Ältester Mensch der Welt ist gestorben: Ecuadorianerin de Capovilla war 116 Jahre

Frau starb an den Folgen einer Lungenentzündung "Nachfolgerin" als ältester Mensch elf Monate jünger

Ältester Mensch der Welt ist gestorben: Ecuadorianerin de Capovilla war 116 Jahre

Der älteste Mensch der Welt, Maria Esther de Capovilla aus Ecuador, ist im Alter von 116 Jahren gestorben. Catherine Capovilla teilte mit, ihre Großmutter sei am Sonntag in einem Krankenhaus der Küstenstadt Guayaquil den Folgen einer Lungenentzündung erlegen.
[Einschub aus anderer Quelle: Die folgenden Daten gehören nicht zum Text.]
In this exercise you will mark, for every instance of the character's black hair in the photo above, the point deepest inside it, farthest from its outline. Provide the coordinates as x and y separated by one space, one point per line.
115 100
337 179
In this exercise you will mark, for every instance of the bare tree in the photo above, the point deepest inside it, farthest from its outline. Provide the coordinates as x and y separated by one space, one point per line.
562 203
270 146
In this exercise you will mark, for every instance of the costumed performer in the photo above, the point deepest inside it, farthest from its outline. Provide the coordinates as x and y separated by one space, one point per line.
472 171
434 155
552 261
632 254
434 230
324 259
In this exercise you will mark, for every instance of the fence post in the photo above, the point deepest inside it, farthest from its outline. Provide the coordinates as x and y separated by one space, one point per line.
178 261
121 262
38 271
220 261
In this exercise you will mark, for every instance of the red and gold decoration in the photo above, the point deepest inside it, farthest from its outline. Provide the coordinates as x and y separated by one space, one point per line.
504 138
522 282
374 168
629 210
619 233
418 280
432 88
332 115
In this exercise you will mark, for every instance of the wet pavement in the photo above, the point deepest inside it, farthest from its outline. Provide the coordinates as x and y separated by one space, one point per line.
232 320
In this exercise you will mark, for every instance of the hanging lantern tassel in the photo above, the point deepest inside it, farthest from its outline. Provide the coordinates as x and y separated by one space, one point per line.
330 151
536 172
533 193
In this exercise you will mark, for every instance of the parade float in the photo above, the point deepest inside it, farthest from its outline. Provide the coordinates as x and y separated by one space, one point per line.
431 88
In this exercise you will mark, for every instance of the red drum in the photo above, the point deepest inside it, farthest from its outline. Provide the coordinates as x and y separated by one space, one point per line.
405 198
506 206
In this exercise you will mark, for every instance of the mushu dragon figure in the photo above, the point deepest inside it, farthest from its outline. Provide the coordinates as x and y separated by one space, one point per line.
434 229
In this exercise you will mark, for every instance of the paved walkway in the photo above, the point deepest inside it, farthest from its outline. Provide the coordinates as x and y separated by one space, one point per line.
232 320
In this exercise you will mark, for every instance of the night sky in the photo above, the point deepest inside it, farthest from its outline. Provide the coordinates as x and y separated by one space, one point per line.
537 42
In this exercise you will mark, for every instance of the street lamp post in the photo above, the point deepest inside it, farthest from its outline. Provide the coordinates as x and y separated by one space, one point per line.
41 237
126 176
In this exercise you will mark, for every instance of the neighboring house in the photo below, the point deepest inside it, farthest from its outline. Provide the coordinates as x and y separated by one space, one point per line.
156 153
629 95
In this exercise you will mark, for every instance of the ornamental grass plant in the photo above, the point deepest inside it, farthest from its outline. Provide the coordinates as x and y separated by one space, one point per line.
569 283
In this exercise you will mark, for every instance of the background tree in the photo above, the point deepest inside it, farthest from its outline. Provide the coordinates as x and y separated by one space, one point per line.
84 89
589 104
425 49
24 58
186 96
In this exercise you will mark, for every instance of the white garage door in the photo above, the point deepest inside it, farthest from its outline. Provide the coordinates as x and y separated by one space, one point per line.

Capovilla wurde am 14. September 1889 geboren, im gleichen Jahr wie Charlie Chaplin und Adolf Hitler. Sie heiratete 1917 einen Österreicher, der 1910 als Seemann nach Ecuador kam. Seit 1949 war sie Witwe. Zuletzt lebte sie bei ihrer Tochter und deren Ehemann.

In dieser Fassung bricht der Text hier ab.